MODULE 13 OF 15

Best Practices

Write maintainable, secure, and reliable DAGs with style conventions, credentials, idempotency, and more.

Style Conventions

Consistent naming and structure make DAGs easier to read, debug, and hand off to teammates.

Naming & Layout

  • DAG IDs: Use lowercase with underscores, e.g. daily_sales_etl, weekly_report_pipeline.
  • Task IDs: Short, descriptive, lowercase with underscores: extract_orders, load_to_warehouse.
  • One DAG per file: Keep one DAG (or one logical group) per Python file so the scheduler parses quickly and the UI stays clear.
  • Docstrings: Add a short description at the top of the DAG and for complex tasks so others know what the pipeline does.

Explain Like I'm 5

Style conventions are like putting toys in labeled boxes. When everyone uses the same labels and places things in the same spots, anyone can find what they need without a mess!

Credentials & Secrets

Never hardcode passwords, API keys, or connection strings in your DAG code. Use Airflow Connections and Variables instead.
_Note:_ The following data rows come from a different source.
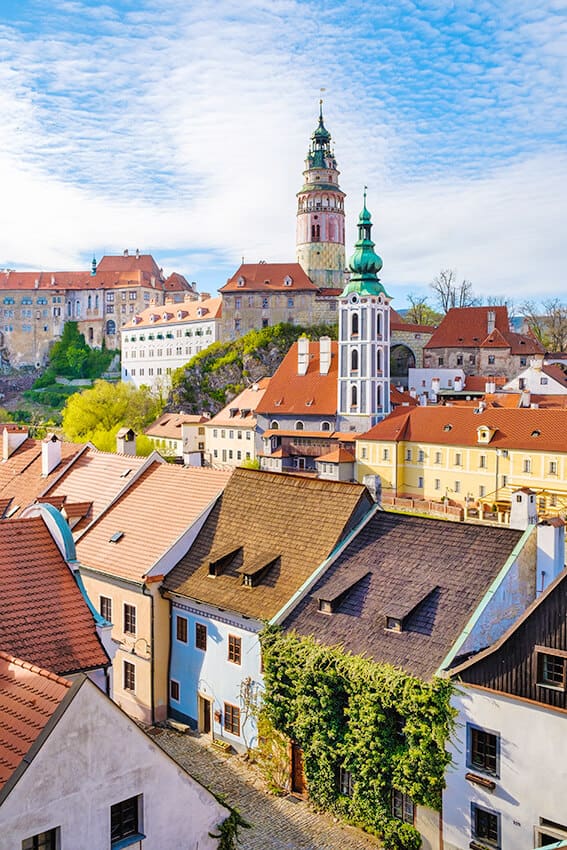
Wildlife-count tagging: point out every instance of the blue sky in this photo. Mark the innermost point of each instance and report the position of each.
(180, 129)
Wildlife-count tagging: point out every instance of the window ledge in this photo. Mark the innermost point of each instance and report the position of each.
(483, 781)
(128, 841)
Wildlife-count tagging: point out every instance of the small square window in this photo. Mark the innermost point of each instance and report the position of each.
(231, 719)
(129, 677)
(485, 826)
(129, 619)
(201, 636)
(181, 629)
(483, 750)
(234, 649)
(125, 820)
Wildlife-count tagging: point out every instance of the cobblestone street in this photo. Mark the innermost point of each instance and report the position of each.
(277, 823)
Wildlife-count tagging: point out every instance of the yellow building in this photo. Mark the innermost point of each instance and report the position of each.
(469, 456)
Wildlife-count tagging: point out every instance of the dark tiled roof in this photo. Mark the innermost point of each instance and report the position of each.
(302, 519)
(429, 573)
(28, 698)
(43, 615)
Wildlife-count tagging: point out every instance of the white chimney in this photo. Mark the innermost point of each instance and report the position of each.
(302, 355)
(524, 509)
(324, 355)
(550, 551)
(12, 437)
(50, 454)
(126, 442)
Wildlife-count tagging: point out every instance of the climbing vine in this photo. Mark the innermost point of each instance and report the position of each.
(387, 728)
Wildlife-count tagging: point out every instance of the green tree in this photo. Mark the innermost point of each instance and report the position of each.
(97, 414)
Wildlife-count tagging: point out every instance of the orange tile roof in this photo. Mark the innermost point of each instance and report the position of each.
(281, 510)
(269, 277)
(168, 426)
(247, 400)
(20, 476)
(178, 494)
(337, 455)
(97, 477)
(467, 327)
(311, 394)
(526, 428)
(43, 615)
(168, 314)
(29, 696)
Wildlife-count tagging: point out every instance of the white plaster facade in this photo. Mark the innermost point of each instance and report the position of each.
(95, 757)
(530, 793)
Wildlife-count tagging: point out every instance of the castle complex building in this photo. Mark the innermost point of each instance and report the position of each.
(320, 214)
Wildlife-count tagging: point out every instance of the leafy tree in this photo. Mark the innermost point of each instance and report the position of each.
(420, 312)
(97, 414)
(450, 293)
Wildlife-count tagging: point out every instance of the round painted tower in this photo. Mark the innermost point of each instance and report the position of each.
(320, 213)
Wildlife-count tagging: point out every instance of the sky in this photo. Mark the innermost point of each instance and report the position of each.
(180, 128)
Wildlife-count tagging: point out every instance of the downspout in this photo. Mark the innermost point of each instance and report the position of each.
(152, 654)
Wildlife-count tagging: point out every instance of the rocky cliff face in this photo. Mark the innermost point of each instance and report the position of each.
(215, 376)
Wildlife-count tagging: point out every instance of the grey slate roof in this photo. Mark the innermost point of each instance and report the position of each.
(429, 573)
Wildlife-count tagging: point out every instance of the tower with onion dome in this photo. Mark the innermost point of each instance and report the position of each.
(320, 241)
(364, 337)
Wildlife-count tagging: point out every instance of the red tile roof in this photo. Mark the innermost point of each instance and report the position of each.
(467, 327)
(269, 277)
(527, 428)
(43, 615)
(178, 495)
(29, 696)
(311, 394)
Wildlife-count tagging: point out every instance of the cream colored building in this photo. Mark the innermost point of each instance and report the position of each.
(469, 456)
(231, 436)
(161, 339)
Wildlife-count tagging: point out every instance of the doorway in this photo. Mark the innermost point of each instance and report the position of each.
(205, 712)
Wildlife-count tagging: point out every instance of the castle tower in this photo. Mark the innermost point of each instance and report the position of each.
(364, 338)
(320, 213)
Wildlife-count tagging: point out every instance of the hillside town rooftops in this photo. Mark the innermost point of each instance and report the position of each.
(404, 589)
(286, 508)
(44, 617)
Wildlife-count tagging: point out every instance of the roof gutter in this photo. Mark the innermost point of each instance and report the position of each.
(322, 568)
(486, 599)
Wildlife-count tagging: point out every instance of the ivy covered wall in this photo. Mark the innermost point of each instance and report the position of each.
(387, 728)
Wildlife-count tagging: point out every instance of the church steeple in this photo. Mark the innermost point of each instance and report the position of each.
(320, 213)
(364, 337)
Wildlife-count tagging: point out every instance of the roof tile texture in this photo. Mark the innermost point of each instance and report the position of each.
(28, 698)
(399, 560)
(43, 615)
(300, 518)
(183, 493)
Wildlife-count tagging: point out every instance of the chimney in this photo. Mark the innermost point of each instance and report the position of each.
(126, 442)
(12, 438)
(524, 509)
(50, 454)
(373, 484)
(550, 551)
(302, 355)
(324, 355)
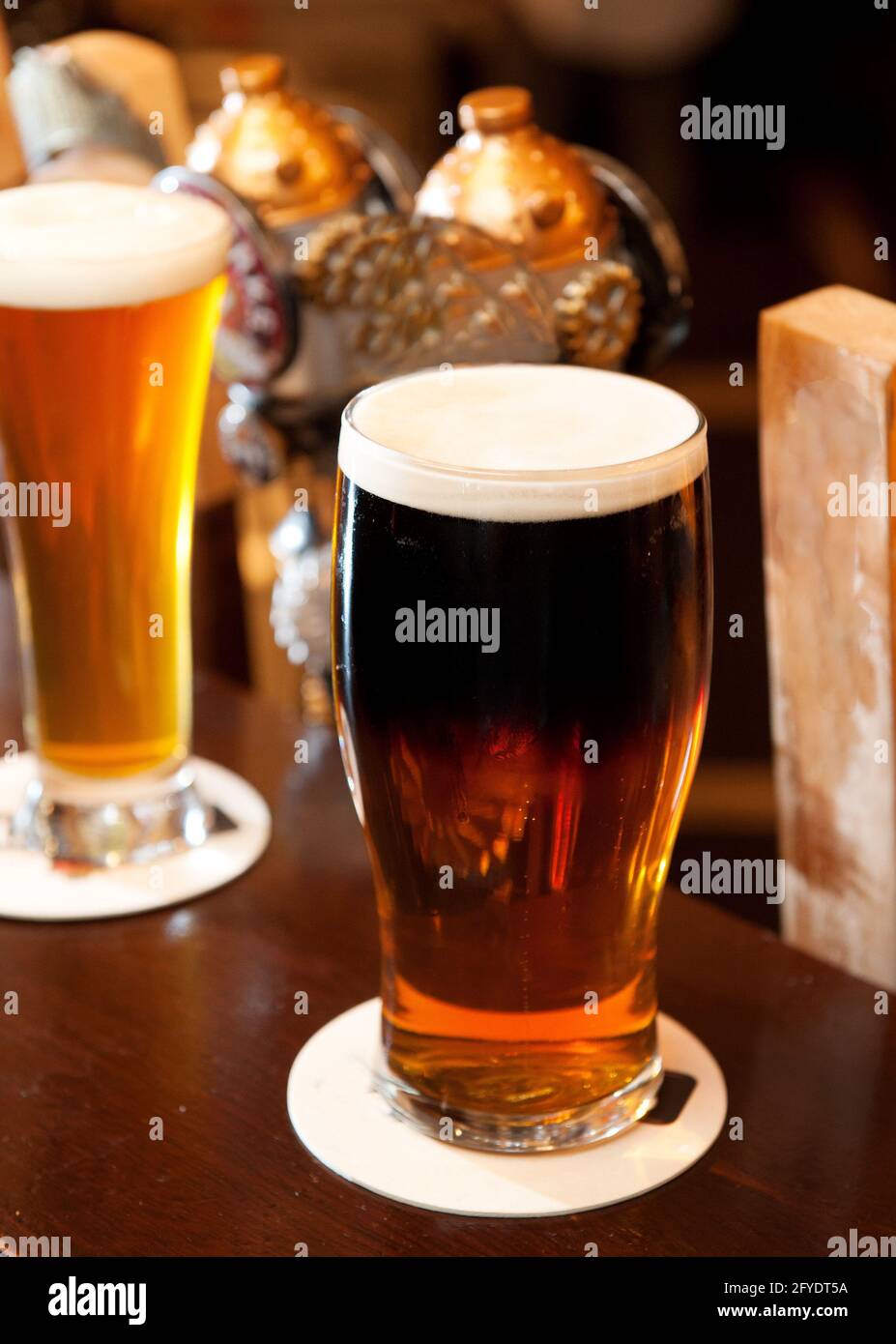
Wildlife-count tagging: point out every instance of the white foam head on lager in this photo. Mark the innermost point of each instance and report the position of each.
(75, 245)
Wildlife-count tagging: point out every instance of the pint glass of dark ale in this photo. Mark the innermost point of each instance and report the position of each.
(521, 626)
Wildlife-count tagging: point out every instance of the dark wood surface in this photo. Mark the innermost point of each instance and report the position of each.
(187, 1015)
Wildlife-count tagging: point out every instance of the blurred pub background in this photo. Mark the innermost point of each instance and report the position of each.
(758, 226)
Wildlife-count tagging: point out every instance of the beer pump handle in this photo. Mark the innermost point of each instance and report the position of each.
(393, 171)
(653, 244)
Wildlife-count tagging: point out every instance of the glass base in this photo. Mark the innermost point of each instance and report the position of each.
(576, 1127)
(101, 823)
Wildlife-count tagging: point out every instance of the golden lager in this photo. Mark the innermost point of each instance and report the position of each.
(521, 645)
(109, 297)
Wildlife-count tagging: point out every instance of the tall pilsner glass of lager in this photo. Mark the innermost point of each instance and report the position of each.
(521, 624)
(109, 297)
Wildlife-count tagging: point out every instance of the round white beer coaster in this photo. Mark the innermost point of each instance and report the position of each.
(33, 889)
(348, 1126)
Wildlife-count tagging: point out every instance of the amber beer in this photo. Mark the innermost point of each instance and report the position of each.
(109, 297)
(521, 796)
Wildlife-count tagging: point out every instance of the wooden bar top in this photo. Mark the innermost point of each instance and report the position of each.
(188, 1015)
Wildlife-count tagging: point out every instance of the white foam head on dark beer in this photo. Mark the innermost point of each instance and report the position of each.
(521, 443)
(68, 245)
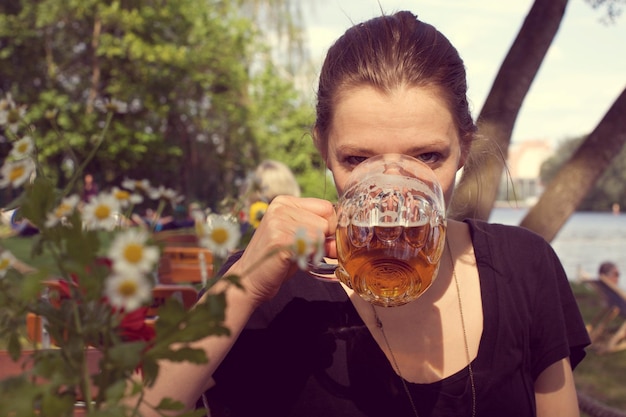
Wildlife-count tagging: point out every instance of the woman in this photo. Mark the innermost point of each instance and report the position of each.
(498, 332)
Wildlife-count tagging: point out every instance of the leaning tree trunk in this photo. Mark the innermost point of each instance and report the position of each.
(574, 180)
(478, 187)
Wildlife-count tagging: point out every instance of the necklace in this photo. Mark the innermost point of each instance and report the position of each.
(394, 362)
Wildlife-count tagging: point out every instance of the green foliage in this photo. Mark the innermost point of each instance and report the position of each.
(611, 186)
(196, 115)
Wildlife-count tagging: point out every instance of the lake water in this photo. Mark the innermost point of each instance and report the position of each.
(585, 241)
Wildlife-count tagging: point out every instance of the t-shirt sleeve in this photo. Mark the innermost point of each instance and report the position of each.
(557, 329)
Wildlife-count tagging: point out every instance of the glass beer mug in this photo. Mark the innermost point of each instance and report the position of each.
(391, 229)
  • Connections: Store host, port, login, password for databases and APIs. Reference them in tasks by connection ID.
  • Variables: Store non-connection config (e.g. bucket names, feature flags). Use the Variable API or templating.
  • Secret backends: In production, use AWS Secrets Manager, HashiCorp Vault, or similar and point Airflow to them.

Why It Matters

Hardcoded secrets end up in Git history and in the Airflow UI (code view). Anyone with repo or UI access can steal them. Connections and Variables keep secrets out of code and can be encrypted.

No Heavy Computation at Parse Time

The scheduler parses your DAG file every few seconds. If that file does slow work (big API calls, heavy imports, large loops), the scheduler gets stuck and all DAGs suffer.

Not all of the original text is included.